沈涛撑着栏杆翻身跳进后车斗,又顺势钻进副驾驶。
江小龙一脸晦气地拍着方向盘,那张老脸皱得像块陈皮:“这一趟得加钱。我刚刚用了警队废弃的频率发了个‘Code 30’,现在全港岛的巡警都以为这死了个伙计,方圆五公里的警车都在往这涌。”
远处警笛大作,红蓝色的爆闪灯把雨幕染得光怪陆离。
这招很损,但也有效。
这种混乱的声场和无数警用通讯频段的干扰,足够把科瓦奇那种靠精密波谱分析的追踪手段废掉。
沈涛靠在椅背上,大口喘息着。
刚处理好的伤口又崩开了,血腥味在狭窄的车厢里弥漫。
但他没空管这些。
他的目光凝固在江小龙扔在仪表盘的手机上。
屏幕没锁,一个不知名的后台程序正在疯狂跑着进度条,上面的波形图并没有因为刚才的电磁脉冲而消失,反而变得更加清晰、有力。
那种波形,他太熟悉了。
那是心电图。
“停车。”沈涛的声音沙哑。
“这里不能停……”江小龙刚想反驳,但看到沈涛的眼神,立刻踩了一脚刹车。
沈涛死死盯着那个波形。
刚才的电磁脉冲足够烧毁任何外置的电子追踪器。
既然信号还在,那就说明发射源不在衣服里,也不在装备里。
它被物理屏蔽保护着。
人体就是最好的屏蔽层。
沈涛颤抖着伸出手,指尖探入嘴里,触碰到了左侧那颗上周刚补过的磨牙。
那不是普通的树脂材料。
此时此刻,那个补丁正在极其细微地发热,随着他的每一次心跳,产生一种微不可察的震动。

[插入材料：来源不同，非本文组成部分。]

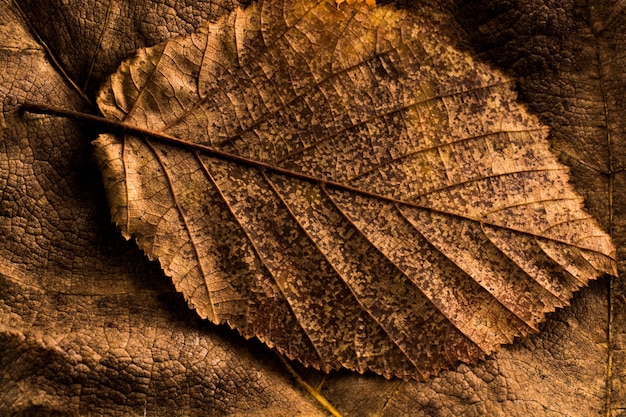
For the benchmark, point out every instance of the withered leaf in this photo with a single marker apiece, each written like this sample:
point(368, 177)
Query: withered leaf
point(408, 214)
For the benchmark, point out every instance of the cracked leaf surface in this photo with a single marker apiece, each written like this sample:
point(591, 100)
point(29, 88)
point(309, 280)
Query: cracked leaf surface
point(418, 217)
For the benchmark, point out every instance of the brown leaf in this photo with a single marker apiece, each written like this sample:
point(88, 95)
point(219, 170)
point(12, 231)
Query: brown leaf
point(392, 208)
point(87, 326)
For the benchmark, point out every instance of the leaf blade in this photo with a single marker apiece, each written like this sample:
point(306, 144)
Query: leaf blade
point(324, 125)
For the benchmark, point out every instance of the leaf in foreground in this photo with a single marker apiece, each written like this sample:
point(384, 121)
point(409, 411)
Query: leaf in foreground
point(391, 208)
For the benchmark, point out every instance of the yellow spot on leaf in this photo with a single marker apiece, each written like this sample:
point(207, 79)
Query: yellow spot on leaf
point(368, 2)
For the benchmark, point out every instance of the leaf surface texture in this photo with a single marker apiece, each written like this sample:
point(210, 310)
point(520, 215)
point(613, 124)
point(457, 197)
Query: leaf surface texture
point(416, 216)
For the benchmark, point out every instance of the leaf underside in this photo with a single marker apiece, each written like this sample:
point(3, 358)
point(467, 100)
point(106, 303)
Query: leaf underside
point(440, 227)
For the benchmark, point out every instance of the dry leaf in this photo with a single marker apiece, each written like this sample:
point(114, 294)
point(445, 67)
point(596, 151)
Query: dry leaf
point(409, 213)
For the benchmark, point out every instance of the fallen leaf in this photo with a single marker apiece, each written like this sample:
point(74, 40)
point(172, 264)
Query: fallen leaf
point(56, 235)
point(352, 189)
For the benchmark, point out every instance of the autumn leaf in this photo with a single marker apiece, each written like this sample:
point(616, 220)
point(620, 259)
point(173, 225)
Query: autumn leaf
point(88, 327)
point(352, 190)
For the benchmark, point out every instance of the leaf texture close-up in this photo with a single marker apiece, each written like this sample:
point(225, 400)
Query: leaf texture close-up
point(408, 213)
point(358, 186)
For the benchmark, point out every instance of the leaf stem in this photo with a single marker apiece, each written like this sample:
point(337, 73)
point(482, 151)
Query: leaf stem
point(123, 128)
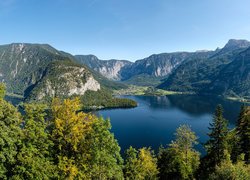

这种震动通过颅骨传导,正在向万米高空的一颗商业卫星发送着某种加密脉冲。
这根本不是什么追踪器。
这是一个活体生物信标。
沈涛把手指搭在自己的颈动脉上。
咚、咚、咚。
脉搏狂乱而有力,每分钟一百四十次。
这不仅仅是生理特征,这是一串正在实时上传的动态坐标密钥。
每分钟一百四十次。
沈涛听着耳膜里传来的轰鸣,那不是外界的噪音,而是他自己的血流声。
牙床里的那个微型玩意儿正在疯狂工作,把这该死的频律这一刻不差地广播给头顶的卫星。
暴雨像无数条鞭子抽打在挡风玻璃上,江小龙把雨刮器开到了最大档,依然看不清前路。
前面是个丁字路口。
“红灯。”江小龙踩了一脚刹车,“过了这个路口进隧道,就是盲区了。”
沈涛盯着那个红灯。
倒计时显示还有三十秒。
但在他的视线聚焦在那鲜红数字上的瞬间,数字极其诡异地跳动了一下,直接从“29”变成了“03”。
没有任何过渡,绿灯亮得毫无征兆。
与此同时,右转车道的指示灯却依然死死卡在红色。
只有直行是通的。
不对。
如果这是一个为了抓捕而设计的交通管制,正常的逻辑应该是全红封锁,或者诱导进入特定区域。
现在的信号逻辑,是在强迫他们直行进入隧道。
隧道里有什么?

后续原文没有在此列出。